Partly because it impacts financials.

 

What is going to cause this mean reversion in profit margins?  Will it be an investment and hiring boom from upstart competitors that will blow bank earnings and growth through the roof?

 

Is S&P500 mean profit margin reversion something for me to fear as a bank investor or is it instead an opportunity?

 

LOL. You are always so optimistic.

 

Let us ballpark this. I think publicly traded stocks total profits are something like $1200 billion very roughly. This is at a profit margin of about 10%. Say profit margins drop by 2.5% that is about $300 billion or before tax about $400 billion. This amount would go to either consumers via lower prices or to employees via higher compensation or higher costs of raw materials. Let us assume all this goes to either higher compensation or to raw materials for simplicity. I would think of this about 25% would easily go to foreign exporters/subsidiaries as either compensation or raw materials. So at most we have $300 billion in additional money in the hands of consumers. Does this give enough of a boost to bank's profits, given that non-financial businesses that are major customers of banks have lost about $400 billion in pretax earning power?

 

Vinod

 

Hire 6 million people and pay them $50k each.

 

That's $300 billion.

 

Nice dent in the unemployment rate.  What drives bank consumer losses BTW?

 

Hire them?

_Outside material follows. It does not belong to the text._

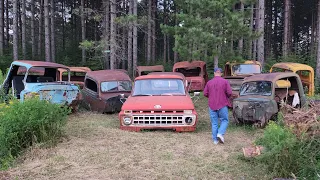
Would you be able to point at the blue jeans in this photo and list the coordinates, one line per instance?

For something productive?  Don't bet on the government doing something productive. 

 

On the other hand, a $300B cut in the most regressive tax of all, the employment security tax, paid by both individuals and employers would stimulate hiring in 1001 productive (translation profitable) ways.  The unemployment rate would soon come down to normal as increased profits by the forgotten engine of the  economy, the small businessperson,would bring into the workforce less desirable workers that big businesses won't hire.  Then, GDP would increase sharply as it has not with handouts.

 

It's been a long time since January, but I believe I was referring to private sector, not government hiring.

 

The discussion was of what would happen if profit margins came down due to competition from upstart competitors.  I was reasoning that if the upstart competitors hired workers and research labs/factories, etc...  well then it would translate to wages/hiring, GDP growth, etc...

 

Translation:  instead of one company employing 1,000 workers enjoying fat profits without competition, there might be a second or third company each with 1,000 workers slaving away attempting to steal market share.  Profit margins fall due to competition, but people are getting back to work too.

 

So when will the hiring boom happen?  Don't people keep forecasting that competition will take away the fat profit margins?  Mechanically, how does that happen if not from new competitors?